Nous serons probablement amenés à nous souvenir que l’époque pendant laquelle nombre de médecins représentaient une partie « sécurisée » de la petite bourgeoisie est terminée depuis pas mal d’années. Les étudiants en médecine viennent en majorité de familles ouvrières, qui probablement ne peuvent pas couvrir les frais d’un cabinet de consultation privé, même modeste. La plupart d’entre eux vont être embauchés dans une des différentes entreprises (publiques ou privées) du secteur de la santé ou alors grossir les rangs des chômeurs. Un énorme prolétariat médical est apparu en Grèce durant les 10 dernières années ; le capital n’a rien d’autre à nous offrir comme solution sinon d’introduire des examens pour obtenir une spécialité médicale, de concert avec un système d’évaluation continuelle des médecins en exercice. Peuvent avancer ceux qui sont « méritants ». Méritants pour quelle chose ? Pour être le plus productifs possible pour le capital, bien sûr. Le travail aliéné épuisant à l’université signifie (pas pour tous) passer les examens et devenir interne, devenir interne signifie (pour tous) du travail aliéné épuisant à l’hôpital.

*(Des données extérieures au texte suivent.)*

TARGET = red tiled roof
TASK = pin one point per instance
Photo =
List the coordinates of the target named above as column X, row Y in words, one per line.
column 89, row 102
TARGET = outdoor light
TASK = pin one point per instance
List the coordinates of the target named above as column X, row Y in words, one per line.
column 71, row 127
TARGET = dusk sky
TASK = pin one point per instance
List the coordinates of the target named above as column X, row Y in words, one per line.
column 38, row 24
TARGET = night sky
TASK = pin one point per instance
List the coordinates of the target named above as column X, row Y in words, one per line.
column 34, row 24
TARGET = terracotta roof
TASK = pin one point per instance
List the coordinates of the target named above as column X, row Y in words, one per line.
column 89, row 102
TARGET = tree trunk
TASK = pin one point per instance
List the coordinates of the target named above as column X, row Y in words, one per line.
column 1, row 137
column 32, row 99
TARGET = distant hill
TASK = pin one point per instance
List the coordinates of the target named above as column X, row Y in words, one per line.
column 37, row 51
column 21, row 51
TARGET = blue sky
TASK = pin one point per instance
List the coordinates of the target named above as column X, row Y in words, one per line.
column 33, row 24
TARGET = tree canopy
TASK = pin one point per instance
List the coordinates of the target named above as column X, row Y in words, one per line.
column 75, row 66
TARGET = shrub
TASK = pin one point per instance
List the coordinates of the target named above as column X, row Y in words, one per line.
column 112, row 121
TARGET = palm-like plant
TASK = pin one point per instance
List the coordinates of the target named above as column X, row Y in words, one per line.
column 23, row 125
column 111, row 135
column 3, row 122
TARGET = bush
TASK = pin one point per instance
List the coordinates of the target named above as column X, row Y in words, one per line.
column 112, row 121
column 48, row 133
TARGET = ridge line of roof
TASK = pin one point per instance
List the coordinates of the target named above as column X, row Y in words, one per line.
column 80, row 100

Sixième mythe : un mythe qui contient tous les mythes.

En guise de conclusion ; nous n’avons aucun intérêt aux discussions sur les modalités de la délivrance du savoir par l’université. Nous ne cherchons pas un savoir étranger, mort, indifférent, incompréhensible qui se présente face à nous, que nous ne faisons qu’absorber. Nous n’avons aucun intérêt aux discussions sur l’amélioration des institutions démocratiques de cette société. Nous ne voulons pas être des individus seuls, isolés, dont les rapports sont médiés par l’argent, l’image ou le vote. Nous n’avons aucun intérêt aux discussions sur la façon dont nos représentants pourraient mieux correspondre à nos revendications (que ce soit des notes servant aux examens ou des mobilisations). Nous ne voulons pas être spectateurs. Nous n’avons aucun intérêt aux discussions sur la façon dont notre travail pourrait être organisé de façon différente. Nous ne voulons pas travailler. Nous ne voulons pas être segmentés : médecins, ouvriers, citoyens, consommateurs, hommes, femmes, travaillant aujourd’hui, plus tard nous divertissant et de temps en temps votant dans des procédures complètement séparées du mouvement incessant de la vie. Nous avons intérêt à transformer nos vies en une expérience unifiée et créative. Afin d’y parvenir, nous devons abolir cette université et le reste de la société marchande.

« Nous avons fait de notre corps un vaste cimetière d’anticipations et de désirs assassinés ; nous abandonnons les choses les plus importantes, les plus essentielles, comme jouer et parler avec les enfants et les animaux, avec les fleurs et les arbres, s’amuser l’un avec l’autre et être heureux, faire l’amour, profiter de la nature, des magnifiques productions de la main et de l’esprit humain, plonger doucement tout au fond de nous, parvenir à nous connaître et connaître notre prochain… »

Chronis Missios[3], Souris, mec… Qu’est-ce qu’il y a de si difficile ?

Avec mes sentiments,

Depuis l’occupation de l’École de médecine de l’Université de Salonique,

Luther Blissett


[1] Editorial de Blaumachen, n°1, juin 2006

[2] Pensez combien cette conception est éloignée de chaque affirmation ministérielle que « [le prolétaire] est responsable de son chômage. Il n’a pas essayé assez fort.»

[3] Chronis Missios (né en 1930) est issu d’une famille ouvrière. Militant de la gauche, condamné à mort durant la guerre civile à l’âge de 17 ans, il a passé au total, entre 1947 et 1973, une vingtaine d’années comme détenu politique, en prison ou en exil (c’est là qu’il a appris à lire et écrire). Ce n’est qu’en 1985 que paraît son premier livre (Toi au moins tu es mort avant). Le livre cité est son deuxième, publié en 1988. Assumant avec fierté son passé, et se basant souvent sur un humanisme combattif, il devient très critique de la gauche (« Il y a deux sortes de révolutionnaires. Ceux qui croient en une autre civilisation et veulent renverser le système et ceux qui se trouvent en dehors de ce système et veulent simplement le comprendre pour prendre part au jeu. Je crains que la gauche d’aujourd’hui ait fini par appartenir à ce deuxième genre ») – ndt.